Ah, so there is no sequential/index scan on anything then.  Don't we
have another case like this in the code?

> > > 2. Should this feature be available for all queries or just inherited
> > > relations?
> > 
> > I don't see why other queries should not use this.  Our TODO already
> > has:
> > 
> >     * Use CHECK constraints to influence optimizer decisions
> >     
> >       CHECK constraints contain information about the distribution of values
> >       within the table. This is also useful for implementing subtables where
> >       a tables content is distributed across several subtables.
> > 
> > and this looks like what you are doing.  However, again, I see the
> > constraint as just informing whether there might be any rows in the
> > table.  Am I missing something?  Are you thinking views with UNION could
> > benefit from this?
> In general, it seems you might want this. In normal use check
> constraints tend to be on minor columns, not key columns.

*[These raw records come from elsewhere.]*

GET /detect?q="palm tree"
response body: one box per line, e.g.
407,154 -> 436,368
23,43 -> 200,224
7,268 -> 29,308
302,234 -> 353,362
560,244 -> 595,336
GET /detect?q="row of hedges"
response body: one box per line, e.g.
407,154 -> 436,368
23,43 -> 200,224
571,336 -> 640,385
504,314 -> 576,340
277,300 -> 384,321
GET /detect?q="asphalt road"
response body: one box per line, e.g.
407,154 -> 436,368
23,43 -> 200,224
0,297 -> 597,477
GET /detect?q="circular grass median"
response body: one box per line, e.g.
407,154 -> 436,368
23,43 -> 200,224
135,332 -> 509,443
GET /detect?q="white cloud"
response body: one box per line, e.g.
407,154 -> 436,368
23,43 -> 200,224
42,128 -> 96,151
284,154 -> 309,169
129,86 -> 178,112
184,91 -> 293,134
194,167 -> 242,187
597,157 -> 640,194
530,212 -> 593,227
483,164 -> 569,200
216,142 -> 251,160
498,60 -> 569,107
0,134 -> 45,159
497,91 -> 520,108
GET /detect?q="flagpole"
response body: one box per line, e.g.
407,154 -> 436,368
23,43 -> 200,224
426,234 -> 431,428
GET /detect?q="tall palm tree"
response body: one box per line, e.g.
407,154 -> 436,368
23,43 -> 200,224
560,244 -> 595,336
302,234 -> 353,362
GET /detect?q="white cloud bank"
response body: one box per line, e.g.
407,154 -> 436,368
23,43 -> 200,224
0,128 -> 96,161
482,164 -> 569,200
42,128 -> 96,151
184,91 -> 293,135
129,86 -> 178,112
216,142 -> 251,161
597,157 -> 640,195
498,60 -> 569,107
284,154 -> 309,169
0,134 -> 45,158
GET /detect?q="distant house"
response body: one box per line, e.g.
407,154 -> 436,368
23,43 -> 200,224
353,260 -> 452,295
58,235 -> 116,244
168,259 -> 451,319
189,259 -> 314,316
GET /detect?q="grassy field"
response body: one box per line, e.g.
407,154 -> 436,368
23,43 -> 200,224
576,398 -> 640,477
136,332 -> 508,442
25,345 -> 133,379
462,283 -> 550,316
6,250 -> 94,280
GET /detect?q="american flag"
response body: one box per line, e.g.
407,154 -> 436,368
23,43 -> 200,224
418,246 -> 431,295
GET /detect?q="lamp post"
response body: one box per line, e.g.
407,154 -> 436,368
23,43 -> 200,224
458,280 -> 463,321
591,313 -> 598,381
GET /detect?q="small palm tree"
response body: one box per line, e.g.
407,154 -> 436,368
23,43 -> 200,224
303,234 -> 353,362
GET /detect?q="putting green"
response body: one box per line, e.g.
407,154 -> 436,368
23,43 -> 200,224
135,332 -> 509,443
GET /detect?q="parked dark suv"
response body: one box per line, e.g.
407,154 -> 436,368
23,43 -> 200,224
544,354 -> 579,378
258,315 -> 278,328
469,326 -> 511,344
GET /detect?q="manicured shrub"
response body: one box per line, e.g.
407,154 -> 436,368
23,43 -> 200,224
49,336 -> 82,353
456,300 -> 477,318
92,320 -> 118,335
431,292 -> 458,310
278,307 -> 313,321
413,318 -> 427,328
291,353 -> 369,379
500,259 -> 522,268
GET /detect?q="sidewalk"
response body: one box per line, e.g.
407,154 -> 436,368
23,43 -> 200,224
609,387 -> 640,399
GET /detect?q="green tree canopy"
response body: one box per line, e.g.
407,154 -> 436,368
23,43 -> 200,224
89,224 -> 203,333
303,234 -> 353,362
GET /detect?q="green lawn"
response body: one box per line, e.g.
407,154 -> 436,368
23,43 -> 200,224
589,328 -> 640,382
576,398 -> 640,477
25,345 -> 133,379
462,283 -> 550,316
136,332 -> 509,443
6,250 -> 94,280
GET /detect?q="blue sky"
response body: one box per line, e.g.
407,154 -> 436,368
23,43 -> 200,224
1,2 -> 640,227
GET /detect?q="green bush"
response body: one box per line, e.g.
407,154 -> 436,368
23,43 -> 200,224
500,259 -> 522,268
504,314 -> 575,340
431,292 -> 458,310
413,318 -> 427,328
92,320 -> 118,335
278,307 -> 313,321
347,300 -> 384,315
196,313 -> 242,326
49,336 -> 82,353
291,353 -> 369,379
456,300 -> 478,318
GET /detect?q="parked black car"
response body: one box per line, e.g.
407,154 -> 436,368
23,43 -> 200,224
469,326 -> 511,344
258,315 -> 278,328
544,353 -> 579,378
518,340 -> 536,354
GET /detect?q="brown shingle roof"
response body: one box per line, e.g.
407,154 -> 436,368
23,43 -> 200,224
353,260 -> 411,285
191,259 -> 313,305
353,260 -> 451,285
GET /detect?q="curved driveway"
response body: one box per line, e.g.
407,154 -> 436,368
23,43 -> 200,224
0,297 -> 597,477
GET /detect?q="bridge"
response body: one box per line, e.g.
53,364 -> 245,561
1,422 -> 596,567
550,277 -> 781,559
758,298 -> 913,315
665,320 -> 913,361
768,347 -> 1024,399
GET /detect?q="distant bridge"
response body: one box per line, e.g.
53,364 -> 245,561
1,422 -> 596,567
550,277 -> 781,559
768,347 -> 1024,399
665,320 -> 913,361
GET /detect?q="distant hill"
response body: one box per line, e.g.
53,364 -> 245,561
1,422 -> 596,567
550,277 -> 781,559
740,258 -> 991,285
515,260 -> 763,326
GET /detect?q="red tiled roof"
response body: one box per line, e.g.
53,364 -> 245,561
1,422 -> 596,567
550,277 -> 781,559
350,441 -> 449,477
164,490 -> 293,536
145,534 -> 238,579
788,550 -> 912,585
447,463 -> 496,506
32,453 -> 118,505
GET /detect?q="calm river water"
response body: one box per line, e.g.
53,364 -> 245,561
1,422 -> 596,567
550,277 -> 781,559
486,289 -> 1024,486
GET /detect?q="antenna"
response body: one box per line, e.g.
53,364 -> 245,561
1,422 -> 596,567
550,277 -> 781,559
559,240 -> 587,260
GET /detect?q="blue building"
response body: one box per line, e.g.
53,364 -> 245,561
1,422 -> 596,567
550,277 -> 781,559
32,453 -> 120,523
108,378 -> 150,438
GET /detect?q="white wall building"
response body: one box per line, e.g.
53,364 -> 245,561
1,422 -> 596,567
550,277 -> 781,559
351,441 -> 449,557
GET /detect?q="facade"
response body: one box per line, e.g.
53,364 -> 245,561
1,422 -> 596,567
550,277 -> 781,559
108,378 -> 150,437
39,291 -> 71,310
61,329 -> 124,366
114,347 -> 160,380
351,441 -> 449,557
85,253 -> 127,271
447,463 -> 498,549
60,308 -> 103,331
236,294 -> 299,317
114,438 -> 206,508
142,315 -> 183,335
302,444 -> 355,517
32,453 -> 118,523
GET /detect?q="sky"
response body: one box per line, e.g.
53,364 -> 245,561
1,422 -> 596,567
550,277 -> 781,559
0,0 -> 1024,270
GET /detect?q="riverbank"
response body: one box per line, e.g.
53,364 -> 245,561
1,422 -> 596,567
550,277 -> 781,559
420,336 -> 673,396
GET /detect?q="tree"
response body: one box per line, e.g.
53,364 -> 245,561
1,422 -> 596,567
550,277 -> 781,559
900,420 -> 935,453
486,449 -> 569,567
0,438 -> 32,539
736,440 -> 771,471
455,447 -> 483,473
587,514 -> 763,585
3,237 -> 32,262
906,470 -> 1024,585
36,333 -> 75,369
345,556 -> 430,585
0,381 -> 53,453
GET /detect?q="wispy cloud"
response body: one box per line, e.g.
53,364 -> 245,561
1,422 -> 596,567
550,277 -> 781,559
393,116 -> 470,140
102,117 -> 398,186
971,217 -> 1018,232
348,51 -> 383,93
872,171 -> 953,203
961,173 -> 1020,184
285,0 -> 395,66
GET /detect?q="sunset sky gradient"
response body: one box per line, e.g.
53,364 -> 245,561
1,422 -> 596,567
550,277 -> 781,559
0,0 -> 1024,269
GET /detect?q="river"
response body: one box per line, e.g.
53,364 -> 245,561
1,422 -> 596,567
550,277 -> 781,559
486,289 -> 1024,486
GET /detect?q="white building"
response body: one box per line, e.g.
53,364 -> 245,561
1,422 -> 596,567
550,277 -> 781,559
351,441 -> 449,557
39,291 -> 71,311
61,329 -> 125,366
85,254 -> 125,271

Queries that
> would be provably able to exclude tables based upon this would be
> strange queries.
> i.e. 
> select count(distinct item_pk) from warehouse where quantity < 0 
> is not a very common query. So we would pay the overhead of checking for
> exclusion for all queries when only a few wierd ones would ever take
> advantage of it. Sounds like a poor trade-off to me.
> IMHO, the only time you might expect to see benefit is when you have
> many similar tables that are partitioned by design into pieces that lend
> themselves to exclusion. If you specifically designed a set of tables
> and used UNION to bring them together, then I can see that you would
> want it then also.... but is there any benefit in supporting two
> different ways of achieving the same basic design: partitioned table.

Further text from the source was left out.